No, more blue than that – this instant qualification isn’t a trick; it’s a habit of mind – “a feeling mind, feeling its way to thought.”
Saturday, July 25, 2015
Elizabeth Bishop - Poetic Trickster?
Colm
Tóibín, in his absorbing On Elizabeth
Bishop (2015), calls Bishop’s habit of correcting or qualifying herself a
“trick.” He says,
The
enacting of a search for further precision and further care with terms in the
poems (and maybe in the letters too) was, in one way, a trick, a way of making
the reader believe and trust a voice, or a way of quietly asking the reader to
follow the poem’s casual and then deliberate efforts to be faithful to what it saw,
or what it knew.
I’m
not sure “trick” is the right word.
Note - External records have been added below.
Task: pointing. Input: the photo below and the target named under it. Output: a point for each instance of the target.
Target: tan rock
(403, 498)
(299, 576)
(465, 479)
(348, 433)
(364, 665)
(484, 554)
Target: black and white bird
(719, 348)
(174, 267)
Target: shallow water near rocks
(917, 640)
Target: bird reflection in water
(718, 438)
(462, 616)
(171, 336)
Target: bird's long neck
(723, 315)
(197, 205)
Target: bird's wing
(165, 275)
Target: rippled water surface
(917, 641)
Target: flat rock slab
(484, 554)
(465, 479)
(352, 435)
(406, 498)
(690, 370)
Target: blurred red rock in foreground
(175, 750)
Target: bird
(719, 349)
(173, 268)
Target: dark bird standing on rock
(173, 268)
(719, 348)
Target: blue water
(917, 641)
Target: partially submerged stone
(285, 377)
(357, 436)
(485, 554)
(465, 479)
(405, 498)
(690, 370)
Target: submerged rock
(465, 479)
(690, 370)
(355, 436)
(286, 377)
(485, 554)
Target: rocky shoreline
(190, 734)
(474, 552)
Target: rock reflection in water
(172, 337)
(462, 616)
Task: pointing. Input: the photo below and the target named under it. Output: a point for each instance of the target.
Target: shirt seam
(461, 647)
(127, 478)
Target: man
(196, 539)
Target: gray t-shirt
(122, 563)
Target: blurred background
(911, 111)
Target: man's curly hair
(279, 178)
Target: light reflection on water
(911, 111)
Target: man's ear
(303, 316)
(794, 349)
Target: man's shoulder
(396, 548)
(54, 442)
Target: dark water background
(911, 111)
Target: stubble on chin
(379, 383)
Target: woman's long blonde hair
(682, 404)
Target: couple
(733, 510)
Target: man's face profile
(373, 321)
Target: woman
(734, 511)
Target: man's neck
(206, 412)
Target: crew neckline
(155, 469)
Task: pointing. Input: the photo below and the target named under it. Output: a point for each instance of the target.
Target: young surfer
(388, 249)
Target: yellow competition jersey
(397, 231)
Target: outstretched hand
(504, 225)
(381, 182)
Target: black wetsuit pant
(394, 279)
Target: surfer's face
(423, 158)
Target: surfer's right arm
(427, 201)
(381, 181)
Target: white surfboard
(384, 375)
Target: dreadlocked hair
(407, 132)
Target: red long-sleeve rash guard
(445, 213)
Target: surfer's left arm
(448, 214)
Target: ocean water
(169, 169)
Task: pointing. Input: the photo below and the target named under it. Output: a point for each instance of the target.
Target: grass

It connotes insincerity. It’s too cynical.
When Bishop, in her great “Santarém” (The
New Yorker, February 20, 1978), says, “In front of the church, the
Cathedral, rather,” is she trying to trick us into trusting her voice, or is she simply
trying to be as accurate as possible? Tóibín further says,
The
trick established limits, exalted precision, made the bringing of things down
to themselves into a sort of conspiracy with the reader. But she also worried
about anything that might be overlooked (“no detail too small”), or not noticed
properly, or exaggerated, or let too loose into grand feelings, which were not
fully to be trusted.
I
agree with the “no detail too small” part of this observation. Bishop was a
meticulous observer; she relished visual accuracy. Seamus Heaney, in his “Counting
to a Hundred: On Elizabeth Bishop” (The
Redress of Poetry, 1995), refers to her “obsessive attention to detail.”
But
Tóibín has spurred my thinking. Why enact the qualification? Why not, in
“Santarém,” for instance, just delete “church” and insert “Cathedral”? Why show
both the first word choice and the more accurate second one? I think this is
attributable to another element of Bishop’s style – her Hopkinsian aim to
portray, in her words, “not a thought, but a mind thinking” (quoted in James
Fenton’s “The Many Arts of Elizabeth Bishop,” The Strength of Poetry, 2001). As Fenton says, she shows “the
feeling mind, feeling its way to thought.” One way she does this is by showing
her hesitations, corrections, and qualifications. For example:
Oil
has seeped into
the
margins of the ditch of standing water
and
flashes or looks upward brokenly,
like
bits of mirror – no, more blue than that:
like
tatters of the Morpho butterfly.
[from
“Under the Window: Ouro Prêto,” The New
Yorker, December 24, 1966]
No, more blue than that – this instant qualification isn’t a trick; it’s a habit of mind – “a feeling mind, feeling its way to thought.”